A regression in TinyMCE 6.1, however, means that copying a code sample on to a code sample removes the contenteditable="false" block and sets the pasted material inside <pre> tags.

A workaround is to

  1. select and copy the code sample to paste.

  2. select the code sample to be pasted over;

  3. select Insert > Code sample…;

  4. select the text of the extant code sample as it presents in the Insert/Edit Code Sample dialog; and

  5. paste the copied code sample over this text.

  6. Click Save to close the Insert/Edit Code Sample dialog with the pasted-over text in place.

This known issue has been addressed in TinyMCE 6.1.2, released on Wednesday, August 3rd, 2022.

The Show comments toolbar button is not highlighted when comments sidebar is loaded at TinyMCE initialization

If a TinyMCE instance presents a toolbar which includes a Show comments button — toolbar: "showcomments", — this button is highlighted when the Comments sidebar is visible.
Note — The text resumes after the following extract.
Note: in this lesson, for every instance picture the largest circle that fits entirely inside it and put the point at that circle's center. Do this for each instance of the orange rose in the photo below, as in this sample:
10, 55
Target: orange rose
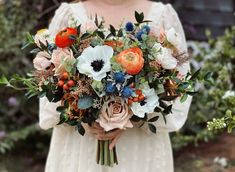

However, in TinyMCE 6.1, if the Comments sidebar is set to show at initialization — sidebar_show: 'showcomments', — the Show comments button does not highlight.

There is no workaround per se, but clicking the Show comments button twice (to hide and then re-display the Comments sidebar) does set the button to highlight, correcting the display error.

This known issue has been addressed in TinyMCE 6.1.2, released on Wednesday, August 3rd, 2022.